Jak zadeklarował szef rządu, "wszystkie osoby zatrudnione w budżetówce, służbach publicznych, służbach mundurowych i nie tylko mundurowych, mogą liczyć na wyższe wynagrodzenie - to będzie 12,3 proc.". Dodał, że minister finansów dyskutuje jeszcze z ministrem obrony narodowej oraz ministrem spraw wewnętrznym i administracji, "od którego momentu będzie ta podwyżka w mundurówkach".-  Jesteśmy przygotowani praktycznie od I kwartału, któregokolwiek z miesięcy - zadeklarował premmier Morawiecki. W całej pozostałej budżetówce będzie to - jak wskazał - od początku roku.

Projekt budżetu

W projekcie przyszłorocznego budżetu uwzględniono 12,3 proc. podwyżki wynagrodzeń dla zatrudnionych w budżetówce, służbie publicznej i służbach mundurowych. Minister finansów zapowiada, że 2024 rok będzie czasem silnego odbicia gospodarczego. Stąd w budżecie pojawi się dużo dodatkowych środków.

REKLAMA

Ponad 158 mld zł na bezpieczeństwo, wojsko; 190 mld zł na służbę zdrowia, a na programy społeczne ponad 137 mld zł - przewidziano w projekcie przyszłorocznego budżetu państwa - poinformował premier Mateusz Morawiecki.

Premier Mateusz Morawiecki na konferencji prasowej po zakończonym posiedzeniu Rady Ministrów mówił o trzech filarach bezpiecznego budżetu w trudnych czasach.

Filary budżetu

- Jeśli miałbym spojrzeć na duży obrazek z lotu ptaka na cały budżet, to bym zwrócił uwagę na trzy podstawowe filary: bezpieczeństwo szeroko rozumiane fizyczne, czyli bezpieczeństwo naszych granic, bezpieczeństwo poprzez finansowanie naszej armii - powiedział szef rządu.
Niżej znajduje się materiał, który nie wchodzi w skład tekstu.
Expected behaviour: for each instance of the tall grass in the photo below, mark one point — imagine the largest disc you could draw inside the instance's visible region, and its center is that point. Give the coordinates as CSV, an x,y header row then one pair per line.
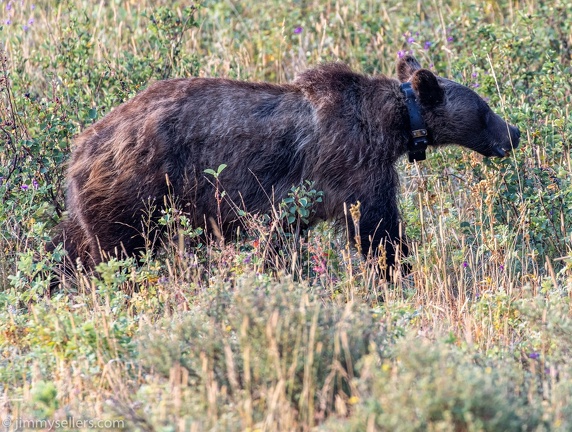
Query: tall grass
x,y
241,336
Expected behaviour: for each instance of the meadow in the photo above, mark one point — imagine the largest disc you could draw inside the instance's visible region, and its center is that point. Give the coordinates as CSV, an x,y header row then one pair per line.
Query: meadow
x,y
476,338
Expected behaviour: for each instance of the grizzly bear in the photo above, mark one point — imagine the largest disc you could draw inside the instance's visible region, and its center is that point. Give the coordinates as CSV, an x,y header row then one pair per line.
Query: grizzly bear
x,y
342,130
Z przedstawionych na konferencji danych wynika, że na bezpieczeństwo, wojsko przewidziano w przyszłym roku ponad 158 mld zł.

REKLAMA

- Także bezpieczeństwo - to drugi punkt - w postaci programów społecznych, programów osłonowych, różnego rodzaju tarcz, które są kontynuowane i one wszystkie składają się na obraz państwa, które nie zostawia obywatela samego w obliczu kryzysu, a kryzys jest absolutnie gigantycznych rozmiarów na całym świecie, a my przechodzimy przez niego w miarę suchą stopą - oświadczył.

Jak dodał szef rządu, "trzeci wielkie obszar, na którym się skupiliśmy to ochrona zdrowia Polaków".

- Wydatki na ochronę zdrowia rosną z około 77 miliardów w czasach Platformy Obywatelskiej - i to w ostatnim roku platformy - do 190 miliardów złotych - wskazał Morawiecki. Zaplanowano inflację na poziomie 6,6 proc., a deficyt 4,5 proc. PKB.

Przewidziano również podwyżkę płac pracowników sfery budżetowej w wysokości 12,3 proc.

REKLAMA

Dochody budżetu

Premier Mateusz Morawiecki poinformował podczas konferencji po posiedzeniu rządu, że w projekcie budżetu na przyszły rok przyjęto, że dochody budżetu w 2024 r. wyniosą 683,6 mld zł. Oznacza to, jak wynika z przedstawionych wyliczeń, wzrost o ponad 136 proc. wobec dochodów w 2015 r. w wysokości 289,1 mld zł.

 
- Wpływy z VAT w 2024 r. zostały zaplanowane na 312,6 mld zł, wpływy z CIT - na 78,3 mld zł, z PIT - 108,8 mld zł, a wpływy z akcyzy mają wynieść 88,8 mld zł - powiedział w czwartek na konferencji prasowej rzecznik rządu Piotr Müller.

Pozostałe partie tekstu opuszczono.